Jace wrinkled his nose and shook his head. “Boring. Play us some music, Easton.” He tossed his head toward the piano.
“I don’t want to,” I said.
“Do it. Play what you played yesterday. I liked that one.” Jace pushed me away, nudging me toward the stool.
“Beethoven,” I said.
“Yes, the big, hairy dog,” Jace agreed lightly.
It drew a contemptuous snort out of me, but I sat on the piano stool anyway. As I flicked the piano on, a shiver passed through me. “It’s not fair,” I said. “They should have let you learn, too.”
“But they let you learn,” Jace said. “So you have to play for me.”

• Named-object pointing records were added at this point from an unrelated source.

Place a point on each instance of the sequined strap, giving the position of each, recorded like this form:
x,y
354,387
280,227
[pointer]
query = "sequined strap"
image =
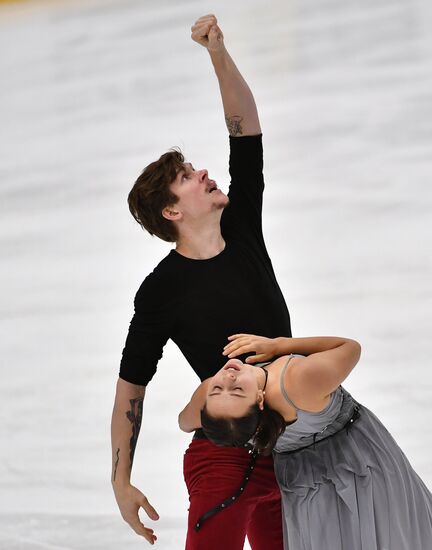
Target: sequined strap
x,y
232,498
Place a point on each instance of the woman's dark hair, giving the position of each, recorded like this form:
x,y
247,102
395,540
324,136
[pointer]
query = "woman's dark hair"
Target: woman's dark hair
x,y
262,426
151,193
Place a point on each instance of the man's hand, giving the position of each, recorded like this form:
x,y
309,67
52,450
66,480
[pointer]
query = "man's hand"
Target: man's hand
x,y
264,348
206,32
130,500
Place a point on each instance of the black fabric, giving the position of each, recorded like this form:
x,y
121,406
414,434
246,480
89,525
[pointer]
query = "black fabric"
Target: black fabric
x,y
199,303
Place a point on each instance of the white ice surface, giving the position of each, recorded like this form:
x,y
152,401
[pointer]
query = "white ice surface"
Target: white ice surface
x,y
92,91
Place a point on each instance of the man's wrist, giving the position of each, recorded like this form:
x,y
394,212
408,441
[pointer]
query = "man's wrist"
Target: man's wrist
x,y
218,56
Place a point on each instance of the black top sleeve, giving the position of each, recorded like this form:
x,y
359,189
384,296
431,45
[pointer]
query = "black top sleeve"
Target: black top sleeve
x,y
148,333
242,218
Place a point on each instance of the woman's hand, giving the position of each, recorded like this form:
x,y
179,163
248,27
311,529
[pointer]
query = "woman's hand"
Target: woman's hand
x,y
264,348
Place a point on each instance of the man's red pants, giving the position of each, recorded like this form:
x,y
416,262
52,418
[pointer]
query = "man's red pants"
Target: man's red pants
x,y
214,473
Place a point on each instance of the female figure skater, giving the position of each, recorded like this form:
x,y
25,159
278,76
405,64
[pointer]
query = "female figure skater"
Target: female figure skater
x,y
345,483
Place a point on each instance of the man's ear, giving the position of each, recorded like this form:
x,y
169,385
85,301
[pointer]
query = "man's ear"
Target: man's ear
x,y
171,213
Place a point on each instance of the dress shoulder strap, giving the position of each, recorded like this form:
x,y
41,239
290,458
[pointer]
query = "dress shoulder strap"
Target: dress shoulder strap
x,y
282,385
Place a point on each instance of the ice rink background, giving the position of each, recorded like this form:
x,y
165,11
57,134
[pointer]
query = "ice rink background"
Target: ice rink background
x,y
91,91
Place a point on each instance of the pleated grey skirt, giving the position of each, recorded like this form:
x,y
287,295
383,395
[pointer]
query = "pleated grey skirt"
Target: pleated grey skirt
x,y
355,490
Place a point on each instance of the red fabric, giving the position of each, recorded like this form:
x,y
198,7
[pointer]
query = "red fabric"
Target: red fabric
x,y
214,473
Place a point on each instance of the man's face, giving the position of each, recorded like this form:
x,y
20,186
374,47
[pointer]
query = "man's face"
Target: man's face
x,y
198,195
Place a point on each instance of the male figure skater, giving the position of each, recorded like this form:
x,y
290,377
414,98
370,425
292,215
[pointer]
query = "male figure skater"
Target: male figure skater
x,y
218,281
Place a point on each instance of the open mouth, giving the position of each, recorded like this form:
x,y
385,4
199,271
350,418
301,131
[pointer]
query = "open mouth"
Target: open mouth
x,y
212,187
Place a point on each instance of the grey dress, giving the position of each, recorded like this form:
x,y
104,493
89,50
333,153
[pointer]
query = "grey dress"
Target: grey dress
x,y
354,490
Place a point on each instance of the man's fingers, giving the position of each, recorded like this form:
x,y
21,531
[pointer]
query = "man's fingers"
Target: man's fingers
x,y
145,532
210,18
239,351
256,358
149,510
235,336
230,348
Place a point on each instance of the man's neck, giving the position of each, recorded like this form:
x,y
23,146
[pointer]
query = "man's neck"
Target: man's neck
x,y
201,245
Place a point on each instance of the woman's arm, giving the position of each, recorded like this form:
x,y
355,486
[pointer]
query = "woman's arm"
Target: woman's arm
x,y
190,417
329,359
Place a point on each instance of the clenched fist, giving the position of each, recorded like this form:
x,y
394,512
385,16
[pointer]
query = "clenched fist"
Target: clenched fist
x,y
206,32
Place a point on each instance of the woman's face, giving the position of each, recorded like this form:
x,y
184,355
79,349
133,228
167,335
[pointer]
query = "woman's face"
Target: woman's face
x,y
233,390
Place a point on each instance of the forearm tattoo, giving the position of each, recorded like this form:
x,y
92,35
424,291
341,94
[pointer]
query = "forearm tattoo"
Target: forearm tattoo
x,y
116,463
135,417
234,125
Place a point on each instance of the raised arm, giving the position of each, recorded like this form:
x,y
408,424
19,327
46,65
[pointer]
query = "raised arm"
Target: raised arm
x,y
125,428
241,114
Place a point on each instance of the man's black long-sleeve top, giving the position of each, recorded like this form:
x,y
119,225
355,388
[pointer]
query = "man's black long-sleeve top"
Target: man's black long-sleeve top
x,y
199,303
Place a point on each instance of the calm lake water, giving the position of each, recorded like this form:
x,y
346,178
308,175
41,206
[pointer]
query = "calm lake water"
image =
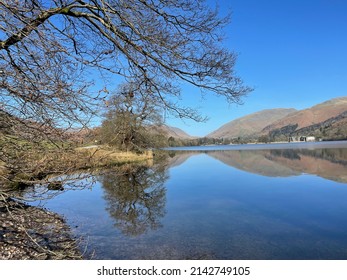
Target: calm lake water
x,y
284,201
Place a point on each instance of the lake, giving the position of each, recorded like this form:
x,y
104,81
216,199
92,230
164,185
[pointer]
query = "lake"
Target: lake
x,y
275,201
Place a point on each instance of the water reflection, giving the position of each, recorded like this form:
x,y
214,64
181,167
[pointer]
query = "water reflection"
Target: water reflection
x,y
326,163
135,197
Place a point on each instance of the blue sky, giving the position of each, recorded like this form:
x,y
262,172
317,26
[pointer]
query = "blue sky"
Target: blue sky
x,y
293,53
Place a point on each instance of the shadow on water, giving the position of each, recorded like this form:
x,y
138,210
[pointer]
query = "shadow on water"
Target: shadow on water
x,y
235,204
135,198
326,163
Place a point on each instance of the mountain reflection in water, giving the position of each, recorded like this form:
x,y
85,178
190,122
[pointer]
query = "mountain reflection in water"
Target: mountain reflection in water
x,y
220,204
326,163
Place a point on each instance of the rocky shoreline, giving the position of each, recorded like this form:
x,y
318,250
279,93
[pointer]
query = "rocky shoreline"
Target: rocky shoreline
x,y
33,233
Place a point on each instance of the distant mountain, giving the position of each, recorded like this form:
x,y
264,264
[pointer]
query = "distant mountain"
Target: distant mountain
x,y
326,120
174,132
250,125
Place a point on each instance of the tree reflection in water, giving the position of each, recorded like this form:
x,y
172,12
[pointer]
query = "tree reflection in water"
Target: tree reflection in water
x,y
136,197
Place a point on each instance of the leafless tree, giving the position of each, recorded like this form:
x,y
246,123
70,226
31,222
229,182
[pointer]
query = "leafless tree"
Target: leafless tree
x,y
51,50
132,118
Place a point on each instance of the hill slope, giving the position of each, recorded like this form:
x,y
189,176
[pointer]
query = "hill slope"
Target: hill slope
x,y
327,119
251,124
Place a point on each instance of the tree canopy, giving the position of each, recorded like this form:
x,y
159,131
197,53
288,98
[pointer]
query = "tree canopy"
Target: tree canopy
x,y
49,48
59,57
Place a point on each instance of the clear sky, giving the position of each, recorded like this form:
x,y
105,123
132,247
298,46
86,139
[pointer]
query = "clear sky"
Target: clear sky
x,y
292,52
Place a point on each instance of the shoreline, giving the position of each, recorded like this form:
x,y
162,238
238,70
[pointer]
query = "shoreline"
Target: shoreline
x,y
33,233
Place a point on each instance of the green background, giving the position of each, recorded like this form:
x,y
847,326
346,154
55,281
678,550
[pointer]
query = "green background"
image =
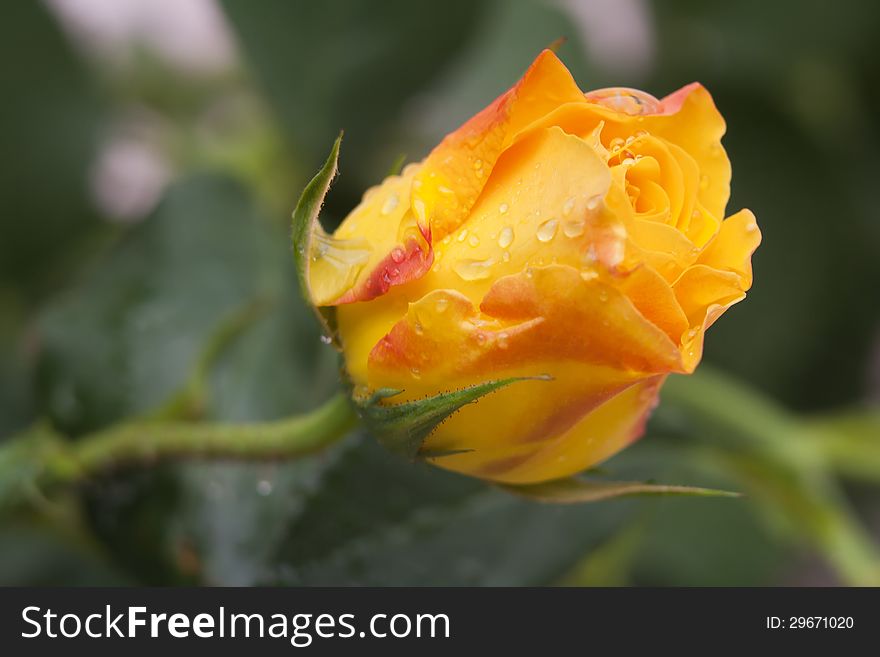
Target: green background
x,y
104,312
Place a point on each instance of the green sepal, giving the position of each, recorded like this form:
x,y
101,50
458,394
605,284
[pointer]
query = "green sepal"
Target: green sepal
x,y
402,428
304,226
573,490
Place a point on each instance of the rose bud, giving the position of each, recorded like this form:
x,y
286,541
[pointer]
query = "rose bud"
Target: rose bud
x,y
562,234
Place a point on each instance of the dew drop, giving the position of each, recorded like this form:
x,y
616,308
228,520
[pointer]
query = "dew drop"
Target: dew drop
x,y
505,237
473,270
390,204
574,228
547,230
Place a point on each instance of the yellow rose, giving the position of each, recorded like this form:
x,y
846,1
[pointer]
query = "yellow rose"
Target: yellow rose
x,y
556,232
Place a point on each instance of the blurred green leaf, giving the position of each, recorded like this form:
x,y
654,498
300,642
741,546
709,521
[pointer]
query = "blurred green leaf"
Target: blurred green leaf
x,y
51,117
329,66
576,490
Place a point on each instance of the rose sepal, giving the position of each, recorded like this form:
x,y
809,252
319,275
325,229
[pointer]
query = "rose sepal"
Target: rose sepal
x,y
403,427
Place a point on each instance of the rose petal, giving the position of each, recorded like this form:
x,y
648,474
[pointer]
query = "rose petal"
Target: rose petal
x,y
455,172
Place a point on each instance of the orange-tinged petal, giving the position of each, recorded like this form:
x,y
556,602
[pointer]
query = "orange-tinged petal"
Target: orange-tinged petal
x,y
380,244
663,247
653,297
687,118
733,246
455,172
690,120
545,315
593,437
543,203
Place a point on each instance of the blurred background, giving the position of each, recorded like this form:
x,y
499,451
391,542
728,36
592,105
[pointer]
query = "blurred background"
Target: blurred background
x,y
151,152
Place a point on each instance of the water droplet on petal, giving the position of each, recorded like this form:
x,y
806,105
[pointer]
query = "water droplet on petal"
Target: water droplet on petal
x,y
626,101
547,230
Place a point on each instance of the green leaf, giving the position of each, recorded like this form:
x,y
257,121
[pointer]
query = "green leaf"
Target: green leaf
x,y
849,442
402,428
377,520
124,339
574,490
352,65
306,227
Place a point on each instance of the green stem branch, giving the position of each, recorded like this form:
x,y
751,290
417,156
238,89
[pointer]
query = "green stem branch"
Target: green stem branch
x,y
43,458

I turned to face the piano, lowering my head all the way down and smiling to myself. “Sure. I have to obey you until you let me come.”
Jace stood behind me, his hands resting on my shoulders. “That’s one way of looking at it.”
His touch grounded me. His presence gave me strength and clarity of mind. Had I thought of giving him up just a minute ago? It seemed so impossible to imagine a life in which Jace hadn’t crashed back into it. Without him, I would probably still be lying in that alley, too broken and embarrassed to crawl out into the world.
Without another word, my fingers glided across the keyboard, and I played for him.